Because the row label is time so we also can get rows by time range.

data.loc['2019-02-02':'2019-02-5'] # Result 
# A B C D
# 2019-02-02 1.343458 -0.940805 -0.671073 -0.102026
# 2019-02-03 0.815890 1.190464 -0.479341 -0.105754
# 2019-02-04 -0.256803 0.595940 0.279049 2.010431
# 2019-02-05 0.311328 -0.111790 -0.515169 -0.014552

Similar to .loc, we can use .iloc to select one or more specific index numbers. Below example for selecting multiple index numbers:

data.iloc[[1,3],:] # Result 
# A B C D
# 2019-01-02 0.790087 0.294033 -0.602744 1.035578
# 2019-01-04 -0.558818 -2.923537 -1.721127 -0.275644

Or selecting a slice of the indexes:

data.iloc[10:13] # Result 
# A B C D
# 2019-01-11 0.530191 -1.301325 -0.050186 0.267728
# 2019-01-12 -0.652778 -0.611594 0.291840 -0.935883
# 2019-01-13 1.602400 -0.137409 1.002766 0.820419

Be aware that we’re getting rows [10:13] but what we get is data from 10th row to 12th row. The 13th row is not in the result.

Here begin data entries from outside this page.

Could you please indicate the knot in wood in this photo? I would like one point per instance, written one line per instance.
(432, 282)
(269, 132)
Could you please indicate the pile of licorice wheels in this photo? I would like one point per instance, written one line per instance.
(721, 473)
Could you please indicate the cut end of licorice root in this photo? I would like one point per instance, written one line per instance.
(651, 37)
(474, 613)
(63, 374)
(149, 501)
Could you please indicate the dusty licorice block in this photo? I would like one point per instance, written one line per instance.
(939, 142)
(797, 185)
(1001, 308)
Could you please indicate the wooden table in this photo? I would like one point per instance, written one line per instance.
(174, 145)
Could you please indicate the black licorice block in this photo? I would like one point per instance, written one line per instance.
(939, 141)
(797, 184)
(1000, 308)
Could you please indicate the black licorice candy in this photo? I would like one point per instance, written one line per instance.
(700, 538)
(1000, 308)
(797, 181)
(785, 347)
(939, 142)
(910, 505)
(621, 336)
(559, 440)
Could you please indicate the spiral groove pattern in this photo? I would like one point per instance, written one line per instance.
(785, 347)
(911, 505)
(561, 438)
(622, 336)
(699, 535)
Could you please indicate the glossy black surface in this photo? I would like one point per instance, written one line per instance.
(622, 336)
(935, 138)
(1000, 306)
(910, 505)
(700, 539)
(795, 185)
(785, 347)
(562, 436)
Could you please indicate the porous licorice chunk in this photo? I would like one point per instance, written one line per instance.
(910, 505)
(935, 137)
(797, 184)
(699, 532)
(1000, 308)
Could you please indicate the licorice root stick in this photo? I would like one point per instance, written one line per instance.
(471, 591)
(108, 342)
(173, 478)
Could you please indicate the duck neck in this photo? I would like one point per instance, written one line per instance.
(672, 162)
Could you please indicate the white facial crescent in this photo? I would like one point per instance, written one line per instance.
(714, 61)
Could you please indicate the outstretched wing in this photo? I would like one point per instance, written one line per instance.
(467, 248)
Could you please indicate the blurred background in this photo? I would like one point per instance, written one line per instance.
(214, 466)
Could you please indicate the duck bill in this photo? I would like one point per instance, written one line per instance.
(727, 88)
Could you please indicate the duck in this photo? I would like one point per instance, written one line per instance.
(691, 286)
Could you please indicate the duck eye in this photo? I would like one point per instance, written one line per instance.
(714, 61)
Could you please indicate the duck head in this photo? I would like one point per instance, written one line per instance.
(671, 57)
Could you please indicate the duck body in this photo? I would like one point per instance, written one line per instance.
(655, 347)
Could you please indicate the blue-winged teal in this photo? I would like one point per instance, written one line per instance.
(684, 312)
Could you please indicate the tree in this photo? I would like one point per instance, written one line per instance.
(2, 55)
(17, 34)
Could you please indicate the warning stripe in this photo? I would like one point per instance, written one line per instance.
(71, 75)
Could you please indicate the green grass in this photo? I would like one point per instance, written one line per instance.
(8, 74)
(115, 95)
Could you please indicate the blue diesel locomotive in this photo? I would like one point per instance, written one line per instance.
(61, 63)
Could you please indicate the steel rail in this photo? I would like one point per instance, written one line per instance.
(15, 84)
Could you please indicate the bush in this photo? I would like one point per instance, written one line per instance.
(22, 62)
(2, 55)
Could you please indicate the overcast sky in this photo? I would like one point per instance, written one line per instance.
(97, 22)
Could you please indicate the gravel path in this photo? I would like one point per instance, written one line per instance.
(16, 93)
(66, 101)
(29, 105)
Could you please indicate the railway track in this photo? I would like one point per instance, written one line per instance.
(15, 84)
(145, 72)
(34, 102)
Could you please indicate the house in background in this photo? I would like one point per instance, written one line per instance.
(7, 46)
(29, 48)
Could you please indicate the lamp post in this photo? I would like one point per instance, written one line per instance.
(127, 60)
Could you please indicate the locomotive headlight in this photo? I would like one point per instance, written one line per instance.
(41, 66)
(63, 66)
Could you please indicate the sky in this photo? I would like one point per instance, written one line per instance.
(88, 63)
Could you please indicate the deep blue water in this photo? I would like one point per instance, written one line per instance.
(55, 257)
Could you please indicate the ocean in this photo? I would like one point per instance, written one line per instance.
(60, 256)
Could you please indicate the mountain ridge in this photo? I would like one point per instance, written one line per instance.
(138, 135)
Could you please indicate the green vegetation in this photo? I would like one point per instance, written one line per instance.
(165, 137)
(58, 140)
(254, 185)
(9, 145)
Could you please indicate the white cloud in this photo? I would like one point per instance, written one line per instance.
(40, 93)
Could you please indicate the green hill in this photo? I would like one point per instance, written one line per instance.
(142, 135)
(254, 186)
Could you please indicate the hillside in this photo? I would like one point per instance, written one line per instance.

Slicing .iloc follows the same rule as slicing the lists. The object at the last index is not included in the result.

Selection by callable

.loc, .iloc and [] indexing as well can accept a callable. The function must be a function with one argument. For best practice, the Python developer usually uses lambda. You can refer our article for more detail about lambda function ( Python Lambda Function )

data.loc[lambda row: row.D > 0] # Result: 
# A B C D
# 2019-01-01 -0.862970 1.312603 -0.427154 1.222134
# 2019-01-03 0.173703 -0.258924 -0.014464 0.320602
# 2019-01-04 0.252102 -1.914325 0.649628 0.885115
# 2019-01-06 -0.461437 0.063366 0.569461 0.427437
# 2019-01-08 -0.956210 0.067605 -2.273661 0.833149
# 2019-01-09 0.340620 -1.976085 -1.144538 0.425282
# 2019-01-11 0.530191 -1.301325 -0.050186 0.267728
# 2019-01-13 1.602400 -0.137409 1.002766 0.820419
# 2019-01-15 -1.083804 1.790858 -0.301093 0.674832
# 2019-01-16 -0.143779 2.104730 -1.228123 1.568482
# 2019-01-22 -0.821942 1.381137 -1.812166 0.785756
# 2019-01-23 -1.404428 0.563167 2.138703 2.387186
# 2019-01-28 0.271000 -0.633658 -0.839952 0.816997
# 2019-01-29 -0.259307 1.638976 -0.648043 0.715521
# 2019-02-01 0.109348 -0.624031 -0.283261 0.138264
# 2019-02-03 -1.319024 -0.131162 2.011317 1.312116
# 2019-02-04 0.910435 -0.636221 -0.857388 0.456990

Handling duplicated data

Handling duplicated data is a common case while working with a large data set. We can iterate over each row of data and check if it is duplicated to others, but it will be very slow and complicated.

Fortunately, the DataFrame class provides a function to help the developer to handle duplicated data easily. We can find duplicated data either by row or by column. Now we will figure out how it works.

  • duplicated It will return a Boolean series with True at the place of each duplicated.
  • drop_duplicates removes duplicate rows.

By default, the first observed row is considered as unique. However, each method has a keep parameter to specify which row is kept.

  • keep='first': The default value, mark duplicated except for the first observed data.
  • keep='last': mark duplicated except for the last observed data.
  • keep=False: mark all are duplicated.

Before doing the examples, we’re going to create data as below

import pandas as pd employees = [
('Mark', 34, 'Toronto'),
('Kana', 30, 'Delhi'),
('Tam', 26, 'Ha Noi'),
('Kana', 30, 'Delhi'),
('Kana', 30, 'Delhi'),
('Kana', 30, 'Delhi'),
('Hashima', 40, 'London'),
('Rook', 30, 'Delhi')
]
data = pd.DataFrame(employees, columns=['Name', 'Age', 'City']) print(data)
# Name Age City
# 0 Mark 34 Toronto
# 1 Kana 30 Delhi
# 2 Tam 26 Ha Noi
# 3 Kana 30 Delhi
# 4 Kana 30 Delhi
# 5 Kana 30 Delhi
# 6 Hashima 40 London
# 7 Rook 30 Delhi

By Row

Finding the duplicated rows:

# The same with data.duplicated(keep='first')
data.duplicated()
# Result
# 0 False
# 1 False
# 2 False
# 3 True
# 4 True
# 5 True
# 6 False
# 7 False
# dtype: bool

The result is a Series data that each row marks that if it is duplicated or not. If we use the result for selecting the data, we will get the value of duplicated results.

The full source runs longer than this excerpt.